Heute leben nur noch 15 Sachsen in Deutsch-Weißkirch
Gesprochen wird die Mundart indes nur noch von einer Handvoll Menschen. Von 300 Siebenbürger Sachen haben 200 Dorfbewohner in den ersten drei Monaten nach dem Sturz von Machthaber Nicolae Ceausescu 1989 Deutsch-Weißkirch in Richtung Deutschland verlassen. Weitere folgten. Wenige Jahrzehnte im Sozialismus haben dem Dorf die Menschen entwendet. Heute leben in Deutsch-Weißkirch noch 15 Sachsen. Kinder gibt es keine mehr.
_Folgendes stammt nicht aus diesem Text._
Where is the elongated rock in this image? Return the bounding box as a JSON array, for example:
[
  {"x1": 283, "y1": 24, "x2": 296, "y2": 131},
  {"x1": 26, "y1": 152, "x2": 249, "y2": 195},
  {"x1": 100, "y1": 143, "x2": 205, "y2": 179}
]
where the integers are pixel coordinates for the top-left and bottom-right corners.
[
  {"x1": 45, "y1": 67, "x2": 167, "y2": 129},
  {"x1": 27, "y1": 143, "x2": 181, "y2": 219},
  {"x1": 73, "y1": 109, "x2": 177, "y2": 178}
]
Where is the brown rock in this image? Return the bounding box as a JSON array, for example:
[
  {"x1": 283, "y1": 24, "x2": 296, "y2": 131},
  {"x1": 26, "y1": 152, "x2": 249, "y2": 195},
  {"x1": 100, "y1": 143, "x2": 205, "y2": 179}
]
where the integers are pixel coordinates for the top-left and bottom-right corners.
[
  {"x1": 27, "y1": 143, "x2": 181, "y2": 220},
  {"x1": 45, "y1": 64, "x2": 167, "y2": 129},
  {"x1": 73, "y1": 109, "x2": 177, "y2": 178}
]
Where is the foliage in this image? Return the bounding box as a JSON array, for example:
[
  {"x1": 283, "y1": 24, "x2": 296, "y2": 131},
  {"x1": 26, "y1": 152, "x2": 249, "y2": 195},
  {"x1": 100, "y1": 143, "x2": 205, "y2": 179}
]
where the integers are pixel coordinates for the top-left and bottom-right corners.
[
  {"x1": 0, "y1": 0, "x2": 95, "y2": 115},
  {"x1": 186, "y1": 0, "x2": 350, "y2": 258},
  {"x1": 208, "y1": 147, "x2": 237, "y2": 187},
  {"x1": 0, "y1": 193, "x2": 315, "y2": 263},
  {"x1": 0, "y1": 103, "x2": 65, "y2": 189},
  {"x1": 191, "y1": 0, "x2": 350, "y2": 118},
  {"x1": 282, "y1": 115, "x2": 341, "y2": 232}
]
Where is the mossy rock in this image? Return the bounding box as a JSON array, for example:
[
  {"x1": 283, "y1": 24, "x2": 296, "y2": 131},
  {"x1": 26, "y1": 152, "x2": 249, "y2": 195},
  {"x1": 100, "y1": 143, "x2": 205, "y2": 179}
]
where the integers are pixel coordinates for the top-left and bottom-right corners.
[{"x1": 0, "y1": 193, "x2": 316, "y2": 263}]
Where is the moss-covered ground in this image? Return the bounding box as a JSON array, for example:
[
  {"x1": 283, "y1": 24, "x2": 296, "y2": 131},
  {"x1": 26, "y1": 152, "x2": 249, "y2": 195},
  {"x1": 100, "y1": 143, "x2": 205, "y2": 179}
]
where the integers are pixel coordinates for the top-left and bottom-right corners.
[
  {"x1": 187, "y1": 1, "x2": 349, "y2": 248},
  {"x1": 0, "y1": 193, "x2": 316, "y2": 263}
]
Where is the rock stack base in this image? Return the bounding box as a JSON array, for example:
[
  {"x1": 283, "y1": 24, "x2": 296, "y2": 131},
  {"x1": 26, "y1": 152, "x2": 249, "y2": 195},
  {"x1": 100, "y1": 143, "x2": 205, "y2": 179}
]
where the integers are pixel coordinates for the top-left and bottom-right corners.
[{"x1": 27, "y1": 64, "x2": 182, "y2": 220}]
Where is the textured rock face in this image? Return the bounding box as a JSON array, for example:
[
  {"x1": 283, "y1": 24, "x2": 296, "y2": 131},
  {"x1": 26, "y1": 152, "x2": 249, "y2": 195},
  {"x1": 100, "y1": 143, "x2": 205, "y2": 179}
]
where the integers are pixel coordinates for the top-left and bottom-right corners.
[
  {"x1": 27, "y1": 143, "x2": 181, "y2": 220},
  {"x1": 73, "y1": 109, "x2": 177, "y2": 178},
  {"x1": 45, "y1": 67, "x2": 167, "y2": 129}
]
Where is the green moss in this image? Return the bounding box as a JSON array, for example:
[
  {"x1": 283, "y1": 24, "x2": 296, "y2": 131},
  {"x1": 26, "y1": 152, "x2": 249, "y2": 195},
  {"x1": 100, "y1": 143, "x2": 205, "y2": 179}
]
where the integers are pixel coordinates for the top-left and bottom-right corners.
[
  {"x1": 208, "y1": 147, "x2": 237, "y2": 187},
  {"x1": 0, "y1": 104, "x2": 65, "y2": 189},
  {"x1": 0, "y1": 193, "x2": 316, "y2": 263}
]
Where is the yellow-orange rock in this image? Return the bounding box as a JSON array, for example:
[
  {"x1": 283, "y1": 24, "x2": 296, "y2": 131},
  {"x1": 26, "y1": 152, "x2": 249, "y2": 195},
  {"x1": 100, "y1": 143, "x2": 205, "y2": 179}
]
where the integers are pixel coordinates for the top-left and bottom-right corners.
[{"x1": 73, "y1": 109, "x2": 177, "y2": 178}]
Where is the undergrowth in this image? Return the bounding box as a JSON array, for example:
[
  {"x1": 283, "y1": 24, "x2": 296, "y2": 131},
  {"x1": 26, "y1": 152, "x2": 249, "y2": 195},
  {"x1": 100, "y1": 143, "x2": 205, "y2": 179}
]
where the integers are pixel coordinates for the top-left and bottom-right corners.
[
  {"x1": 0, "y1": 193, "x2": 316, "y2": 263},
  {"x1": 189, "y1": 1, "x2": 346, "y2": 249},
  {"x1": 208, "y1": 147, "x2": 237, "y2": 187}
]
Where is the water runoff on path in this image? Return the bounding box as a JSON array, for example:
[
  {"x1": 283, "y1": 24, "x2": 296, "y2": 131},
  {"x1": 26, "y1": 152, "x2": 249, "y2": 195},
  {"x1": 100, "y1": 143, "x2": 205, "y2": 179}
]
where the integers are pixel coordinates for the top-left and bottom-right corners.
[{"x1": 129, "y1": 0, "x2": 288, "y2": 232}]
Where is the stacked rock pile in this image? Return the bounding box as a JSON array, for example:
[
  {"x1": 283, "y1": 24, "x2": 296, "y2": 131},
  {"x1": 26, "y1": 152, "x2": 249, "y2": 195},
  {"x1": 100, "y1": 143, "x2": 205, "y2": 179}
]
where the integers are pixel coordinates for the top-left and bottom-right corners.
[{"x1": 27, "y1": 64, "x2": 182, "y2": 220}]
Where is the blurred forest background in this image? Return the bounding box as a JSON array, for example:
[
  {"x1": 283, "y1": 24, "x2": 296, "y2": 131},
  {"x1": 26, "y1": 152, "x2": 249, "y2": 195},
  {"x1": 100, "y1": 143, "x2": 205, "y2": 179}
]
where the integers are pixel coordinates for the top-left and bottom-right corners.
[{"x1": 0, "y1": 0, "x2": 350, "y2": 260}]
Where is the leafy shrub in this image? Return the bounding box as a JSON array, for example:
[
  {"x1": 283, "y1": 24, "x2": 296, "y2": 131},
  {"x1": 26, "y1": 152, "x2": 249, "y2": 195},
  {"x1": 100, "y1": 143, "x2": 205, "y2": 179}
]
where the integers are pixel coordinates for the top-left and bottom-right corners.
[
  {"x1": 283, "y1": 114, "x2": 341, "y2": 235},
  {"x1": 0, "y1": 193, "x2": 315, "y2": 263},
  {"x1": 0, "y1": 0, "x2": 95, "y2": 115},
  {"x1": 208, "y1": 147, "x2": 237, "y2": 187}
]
Caroline Fernolend ist wie ihre Mutter geblieben. „Irgendwie wollte ich dieses Erbe erhalten und beweisen, dass der Kommunismus unsere Köpfe nicht vollständig zerstört hat”, sagt sie. Gerade die erste Zeit nach dem Umsturz sei aber „unglaublich schwer gewesen”: Bei jedem abendlichen Milchholen zeugte ein neu verriegeltes Haus von einer weiteren Familie, die ihr Glück im Westen versuchte.
Arbeitslose Roma beteiligen sich an Rettung des Dorfes
Die Häuser standen allerdings nicht lange leer. Roma, die zuvor außerhalb des Dorfes gewohnt hatten, zogen ein. Nach der Schließung der Kolchose hatten die Menschen keine Arbeit. Das Dorf selbst war Anfang der 1990-er Jahre in einem desolaten Zustand. Die zugezogenen Bewohner hatten zudem keinen Bezug zu ihren neuen Häusern. Geld war in dieser Zeit in Rumänien nirgendwo aufzutreiben.
Doch Caroline Fernolend machte aus der Not eine Tugend. „Ich habe mir gedacht, dass man diese beiden Aspekte, die Arbeitslosen und den Zustand der Höfe, irgendwie kombinieren muss”, erzählt die 48-Jährige in der Stube ihres Hauses. Die Idee: Die neuen Bewohner sollten das traditionelle Handwerk erlernen, das Dorf restaurieren und gleichzeitig ein Verantwortungsgefühl für die historischen Häuser entwickeln. Finanziert wurde das Projekt von ausländischen Organisationen, u.a dem britischen Mihai Eminescu Trust, der sich für den Erhalt der Dörfer Siebenbürgens einsetzt. „An die Touristen habe ich damals nicht gedacht”, lacht Caroline.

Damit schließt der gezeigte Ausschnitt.